When to inline your *tors

**Angus** · 10-27-2008

I'm interested in discussion on when *tors should be inline and when they should be defined in their cpp. I've been trying to conceive of when it would be beneficial to relieve the instance owner of an unnecessary call to a *tor and I'm about ready to hear some feedback from some other programmers.
The bottom-line is basically the same for any consideration of inlining or not: will the overhead of a call to a non-inline method be optimal or not. But *tors have a lot of hidden code, which makes a special discussion worthwhile.
Before I make my arguments I should point out that I my choice of words will be overly general, and there are some situations in which the cases I present don't apply:

Sometimes *tors have much more explicit roles, such as allocating/deallocating memory, opening/closing files, and whatever. In those situations the question of inlining becomes more obvious, but for the sake of argument, I'm considering only those situations where the executable code is more hidden within the source code, so assume there's nothing between the braces in the *tors.
If the class members, or the parent classes of the classes in question do not follow these rules I have set, then that will ruin the benfit of inlining. So in the following cases, let's assume that all of the classes whose definitions are hidden, also followed these principles of inlining.
Virtual methods make for a very confusing cocktail of hidden code. First of all, ctors initialize virtual tables, and virtual pointers, and I'm not ready to tackle those. What's more, if a parent's method is virtual (such as a dtor) then all child methods are automatically virtual, regardless of whether or not these child methods use the virtual keyword or not. Finally, virtual methods can't be inline. You can try to declare them inline, but they won't be inline, and you'll just waste compiler cycles. So let's assume for simplicity that none of these classes have any virtual methods
If the members need to be initialized to default values, it might be worthwhile to define the ctor in a cpp, relieving the burden on the instance owners to do so.

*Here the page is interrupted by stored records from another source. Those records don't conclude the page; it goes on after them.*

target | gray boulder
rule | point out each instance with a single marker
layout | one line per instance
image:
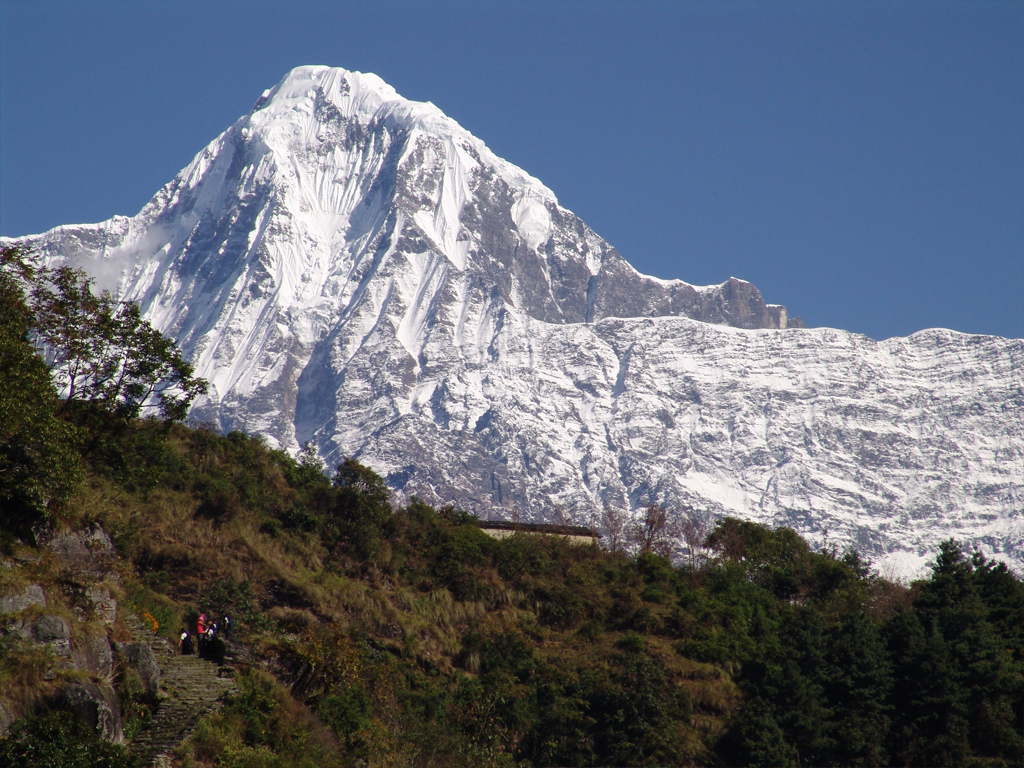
(54, 632)
(33, 595)
(95, 706)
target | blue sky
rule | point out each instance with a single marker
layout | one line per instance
(861, 163)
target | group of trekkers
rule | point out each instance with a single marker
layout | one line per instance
(208, 633)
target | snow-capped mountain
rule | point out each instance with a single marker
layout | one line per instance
(354, 269)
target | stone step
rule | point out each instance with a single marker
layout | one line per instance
(189, 689)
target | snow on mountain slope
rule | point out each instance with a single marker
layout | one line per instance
(352, 268)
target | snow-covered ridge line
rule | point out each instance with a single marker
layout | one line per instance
(354, 269)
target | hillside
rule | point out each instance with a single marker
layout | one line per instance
(371, 634)
(353, 269)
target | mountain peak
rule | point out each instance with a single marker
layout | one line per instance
(354, 269)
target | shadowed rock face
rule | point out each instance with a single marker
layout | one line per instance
(354, 269)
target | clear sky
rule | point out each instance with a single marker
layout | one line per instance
(861, 163)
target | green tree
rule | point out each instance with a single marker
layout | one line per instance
(39, 462)
(58, 739)
(104, 352)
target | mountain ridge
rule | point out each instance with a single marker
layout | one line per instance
(356, 270)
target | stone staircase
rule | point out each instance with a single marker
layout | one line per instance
(189, 689)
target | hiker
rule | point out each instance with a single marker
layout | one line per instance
(201, 631)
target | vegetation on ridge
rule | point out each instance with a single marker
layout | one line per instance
(410, 637)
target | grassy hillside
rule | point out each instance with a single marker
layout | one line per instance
(369, 635)
(409, 637)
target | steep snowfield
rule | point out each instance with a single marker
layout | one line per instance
(352, 268)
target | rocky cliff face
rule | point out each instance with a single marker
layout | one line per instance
(354, 269)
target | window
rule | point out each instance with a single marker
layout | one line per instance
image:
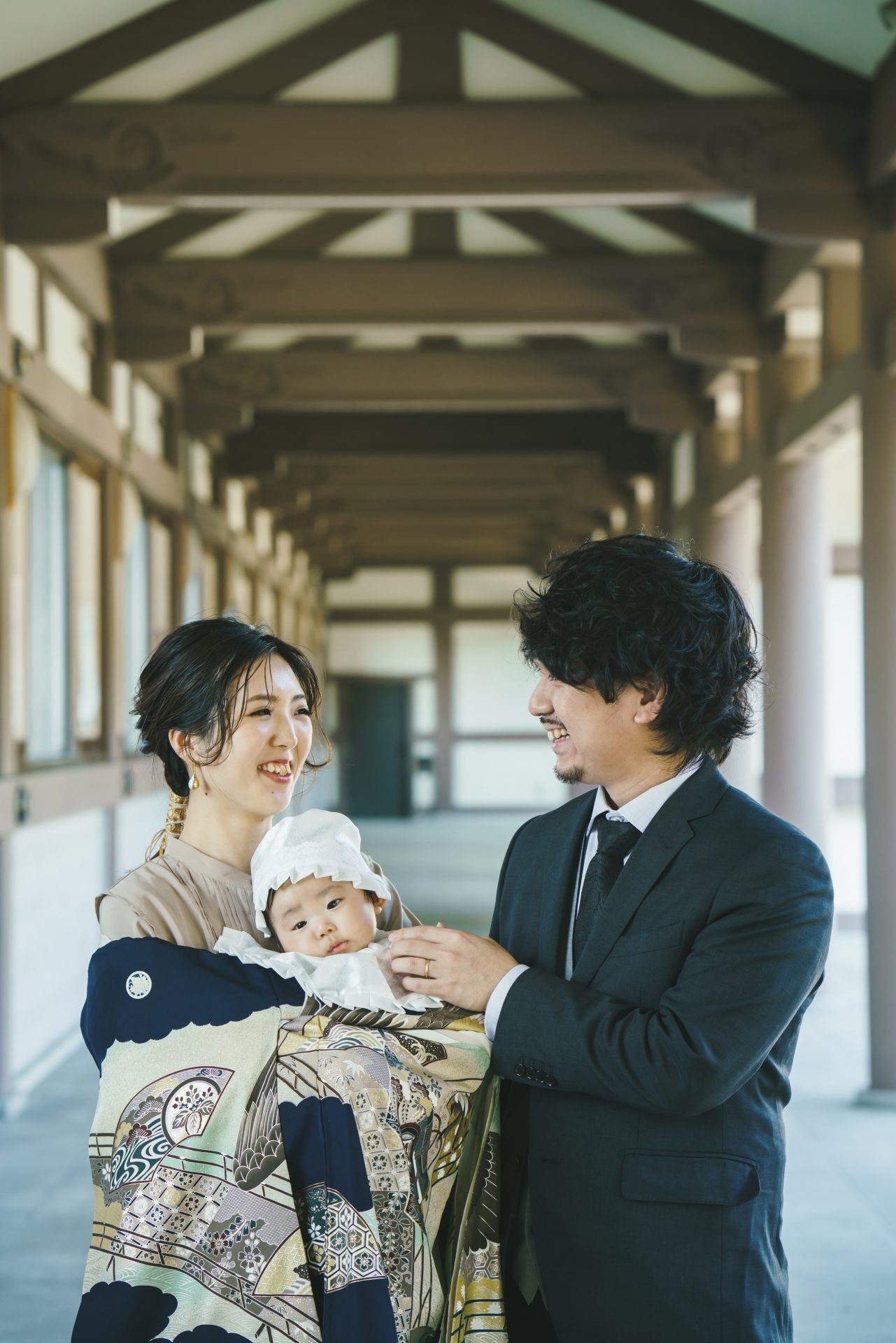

Case 1: a class with only POD members

Code:

class pod {
    int i;
    float f;
    short s;
    char c[11];
};

It might be considered good coding practise to define your *tors in the cpp here, but otherwise a complete waste of cycles and space. The space for all these members will be (de)allocated by the owner on the stack, if the instance is allocated on the stack, or contiguously on the heap. In either case, the instance owner will have to be (de)allocating the memory anyway, and a call to a non-inline *tor would be a waste of a call. Even if the members are to be initialized by with values from the instance owners like so:

Code:

pod _pod(5, 1.5, 14, "fred");

the instance owner would still have to marshal the data onto the stack (or registers, depending on the calling convention) and then the, ctor would have to go about extracting the data, and assigning the members itself. It would still be faster (and require no more code) to have the instance owners assign the members directly.

Case 2: The class has exactly 1 non-POD member

Code:

class more_complex {
    int i;
    char c[11];
    a_class_wout_inline_star_tors m;
};

In this case it would still be worthwhile to leave your *tors inline. True, not only will the instance owners have to (de)allocate for i, c, and whatever m needs, but they will have to call the *tors for m. So what good would it do if instead of calling m's *tors directly, the instance owner calls *tors for more_complex, which then makes the calls to m's *tors?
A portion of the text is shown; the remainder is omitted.